Together, these creeping patterns have created what many IT managers are calling SQL sprawl: widespread, relatively uncoordinated and/or unplanned database deployments, typically in the form of many individual servers and a smaller number of active-passive server pairs clustered for high availability. Depending on the size of the organization, SQL sprawl may affect tens, or hundreds, or even thousands of servers. Regardless of the absolute numbers involved, SQL sprawl represents a waste of resources and an ongoing burden on the IT infrastructure. The next section teases out some of the costs imposed by SQL sprawl.
Low levels of utilization
The one database/one server approach to database deployment has, inevitably, produced appallingly low levels of utilization. In our experience working with customers, it is not uncommon to find most database servers running at 5–15% CPU utilization—particularly with modern server hardware.
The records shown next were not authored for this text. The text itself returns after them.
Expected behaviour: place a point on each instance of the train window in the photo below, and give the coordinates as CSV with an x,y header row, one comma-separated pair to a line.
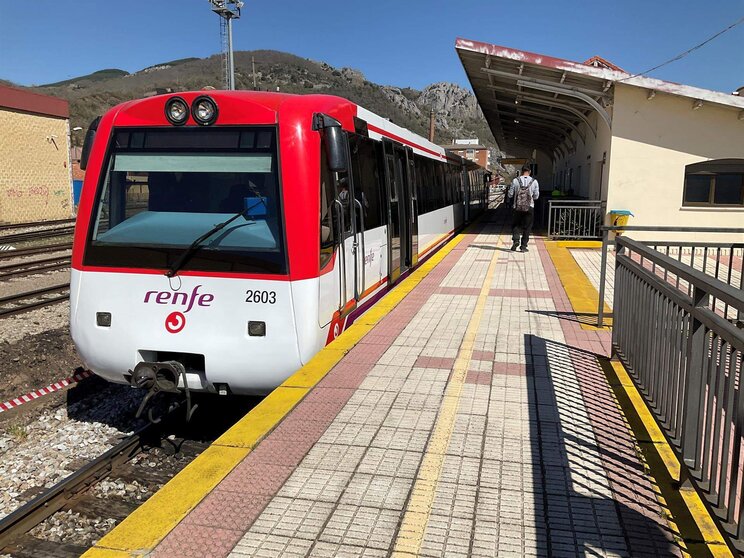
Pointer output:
x,y
367,180
328,217
155,201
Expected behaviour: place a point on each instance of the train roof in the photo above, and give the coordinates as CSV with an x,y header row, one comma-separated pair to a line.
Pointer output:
x,y
277,102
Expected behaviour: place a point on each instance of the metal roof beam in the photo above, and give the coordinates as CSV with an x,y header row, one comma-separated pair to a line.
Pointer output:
x,y
568,107
539,123
538,81
571,92
546,115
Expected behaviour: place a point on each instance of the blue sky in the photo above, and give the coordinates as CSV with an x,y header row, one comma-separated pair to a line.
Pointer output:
x,y
397,42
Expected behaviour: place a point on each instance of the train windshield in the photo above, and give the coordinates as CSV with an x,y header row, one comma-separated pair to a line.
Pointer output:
x,y
164,188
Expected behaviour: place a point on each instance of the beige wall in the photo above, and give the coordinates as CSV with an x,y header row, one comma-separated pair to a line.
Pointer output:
x,y
35,179
653,140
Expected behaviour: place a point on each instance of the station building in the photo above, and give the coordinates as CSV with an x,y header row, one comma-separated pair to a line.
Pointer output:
x,y
671,154
35,169
471,149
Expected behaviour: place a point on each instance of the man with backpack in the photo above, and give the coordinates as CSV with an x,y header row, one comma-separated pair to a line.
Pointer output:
x,y
523,191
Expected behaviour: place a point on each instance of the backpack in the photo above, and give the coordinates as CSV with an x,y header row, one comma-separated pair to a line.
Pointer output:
x,y
523,196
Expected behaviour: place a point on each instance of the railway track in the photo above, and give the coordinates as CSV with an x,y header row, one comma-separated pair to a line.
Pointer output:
x,y
36,235
30,300
14,226
32,267
8,254
149,457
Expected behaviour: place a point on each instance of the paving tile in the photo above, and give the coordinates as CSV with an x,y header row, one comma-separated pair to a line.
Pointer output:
x,y
262,545
197,541
331,550
333,457
253,476
361,526
390,462
228,510
377,491
293,518
318,485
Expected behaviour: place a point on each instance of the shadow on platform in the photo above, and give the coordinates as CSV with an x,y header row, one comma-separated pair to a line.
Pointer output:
x,y
593,494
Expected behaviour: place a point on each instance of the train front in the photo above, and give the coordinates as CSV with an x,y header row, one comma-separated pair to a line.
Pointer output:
x,y
180,267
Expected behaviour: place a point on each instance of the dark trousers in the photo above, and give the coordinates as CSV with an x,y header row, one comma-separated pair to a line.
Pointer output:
x,y
522,227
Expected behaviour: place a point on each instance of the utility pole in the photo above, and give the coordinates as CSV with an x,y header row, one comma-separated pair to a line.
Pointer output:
x,y
227,10
253,69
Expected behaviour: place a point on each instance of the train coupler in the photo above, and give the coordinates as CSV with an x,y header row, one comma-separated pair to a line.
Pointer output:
x,y
161,377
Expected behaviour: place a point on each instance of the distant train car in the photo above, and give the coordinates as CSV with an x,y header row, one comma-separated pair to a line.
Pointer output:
x,y
223,239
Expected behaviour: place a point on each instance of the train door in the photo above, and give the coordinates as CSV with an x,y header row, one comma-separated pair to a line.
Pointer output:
x,y
400,209
349,268
413,213
468,194
392,201
339,288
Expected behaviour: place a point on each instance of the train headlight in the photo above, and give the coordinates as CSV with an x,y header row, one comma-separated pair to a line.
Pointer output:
x,y
204,110
257,329
103,319
176,111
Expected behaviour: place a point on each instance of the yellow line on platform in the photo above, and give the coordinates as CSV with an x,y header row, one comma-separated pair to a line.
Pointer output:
x,y
690,516
580,244
416,518
581,293
149,524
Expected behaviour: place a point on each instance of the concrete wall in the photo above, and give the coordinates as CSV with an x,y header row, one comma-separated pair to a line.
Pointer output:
x,y
35,179
653,140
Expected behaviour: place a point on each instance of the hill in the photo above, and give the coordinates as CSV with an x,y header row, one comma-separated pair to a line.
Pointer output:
x,y
457,112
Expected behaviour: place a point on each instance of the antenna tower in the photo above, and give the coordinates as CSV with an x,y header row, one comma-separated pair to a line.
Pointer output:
x,y
227,10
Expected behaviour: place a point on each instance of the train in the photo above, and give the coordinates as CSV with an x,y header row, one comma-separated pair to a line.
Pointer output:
x,y
224,237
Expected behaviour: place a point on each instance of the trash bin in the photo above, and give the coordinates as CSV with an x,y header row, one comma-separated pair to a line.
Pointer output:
x,y
619,217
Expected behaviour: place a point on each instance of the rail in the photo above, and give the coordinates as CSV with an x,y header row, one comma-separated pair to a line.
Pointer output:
x,y
572,219
716,259
686,359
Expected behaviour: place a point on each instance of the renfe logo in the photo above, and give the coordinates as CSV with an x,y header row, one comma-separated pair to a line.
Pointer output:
x,y
179,299
175,322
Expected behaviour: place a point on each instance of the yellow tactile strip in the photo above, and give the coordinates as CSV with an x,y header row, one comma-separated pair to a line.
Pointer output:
x,y
701,535
695,524
581,293
416,517
149,524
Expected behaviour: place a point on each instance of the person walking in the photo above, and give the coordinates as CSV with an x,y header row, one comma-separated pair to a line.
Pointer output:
x,y
523,191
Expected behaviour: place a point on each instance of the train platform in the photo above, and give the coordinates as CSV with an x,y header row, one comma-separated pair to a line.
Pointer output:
x,y
471,412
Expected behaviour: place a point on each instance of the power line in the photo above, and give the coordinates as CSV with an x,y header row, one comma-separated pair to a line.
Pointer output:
x,y
688,51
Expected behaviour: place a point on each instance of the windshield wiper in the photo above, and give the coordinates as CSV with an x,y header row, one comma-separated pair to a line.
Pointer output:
x,y
195,245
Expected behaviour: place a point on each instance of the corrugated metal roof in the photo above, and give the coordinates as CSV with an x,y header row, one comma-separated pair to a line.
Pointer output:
x,y
534,100
26,101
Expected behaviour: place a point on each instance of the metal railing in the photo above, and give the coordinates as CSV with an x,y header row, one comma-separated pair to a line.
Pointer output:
x,y
686,359
716,259
570,219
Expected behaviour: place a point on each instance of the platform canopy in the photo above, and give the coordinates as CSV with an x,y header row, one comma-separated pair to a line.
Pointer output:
x,y
533,101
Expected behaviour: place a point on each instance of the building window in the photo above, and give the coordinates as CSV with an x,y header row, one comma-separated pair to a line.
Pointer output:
x,y
714,183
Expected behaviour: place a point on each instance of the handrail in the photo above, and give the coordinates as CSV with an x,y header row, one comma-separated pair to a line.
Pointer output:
x,y
720,290
686,360
654,228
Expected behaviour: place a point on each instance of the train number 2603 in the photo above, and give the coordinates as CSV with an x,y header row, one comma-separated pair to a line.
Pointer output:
x,y
260,297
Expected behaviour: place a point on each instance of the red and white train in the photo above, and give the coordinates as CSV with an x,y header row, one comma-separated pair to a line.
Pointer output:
x,y
223,239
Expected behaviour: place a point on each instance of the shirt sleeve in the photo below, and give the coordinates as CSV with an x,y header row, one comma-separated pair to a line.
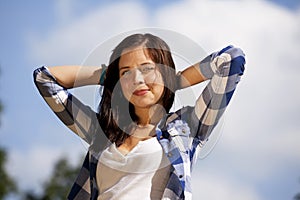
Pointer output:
x,y
80,118
223,69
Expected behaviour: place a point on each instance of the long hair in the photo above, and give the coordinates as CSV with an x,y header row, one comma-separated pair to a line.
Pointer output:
x,y
116,113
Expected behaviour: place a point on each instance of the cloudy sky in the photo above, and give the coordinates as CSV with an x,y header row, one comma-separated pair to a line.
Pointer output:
x,y
257,156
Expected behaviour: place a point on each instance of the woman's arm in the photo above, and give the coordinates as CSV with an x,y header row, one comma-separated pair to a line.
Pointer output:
x,y
190,76
223,69
52,84
76,76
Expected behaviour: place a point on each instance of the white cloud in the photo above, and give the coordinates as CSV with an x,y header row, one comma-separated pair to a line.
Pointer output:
x,y
32,167
261,130
215,186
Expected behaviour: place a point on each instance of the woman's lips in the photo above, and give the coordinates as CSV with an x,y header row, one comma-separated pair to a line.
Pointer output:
x,y
140,92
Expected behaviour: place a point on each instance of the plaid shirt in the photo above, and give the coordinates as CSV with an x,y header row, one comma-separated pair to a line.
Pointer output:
x,y
181,134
Of course, low levels of utilization imply higher-than-necessary capital costs, or, looking at it another way, low levels of utilization mean there is a large amount of stranded capacity in the environment that could be put to better use.
While low utilization levels arise in some cases because of the simplicity of deploying a new server for each database, other factors can be at work. In a typical environment, the penalty for under-provisioning a machine for SQL Server is high. This often causes a last-minute procurement of a larger and faster server as a replacement and a weekend or evening spent configuring the new machine, copying the database to it, and testing that it works properly. Figure 2 illustrates just how painful this can be. To avoid this, it is simpler to buy a large server up front, even though that inevitably produces large amounts of stranded capacity.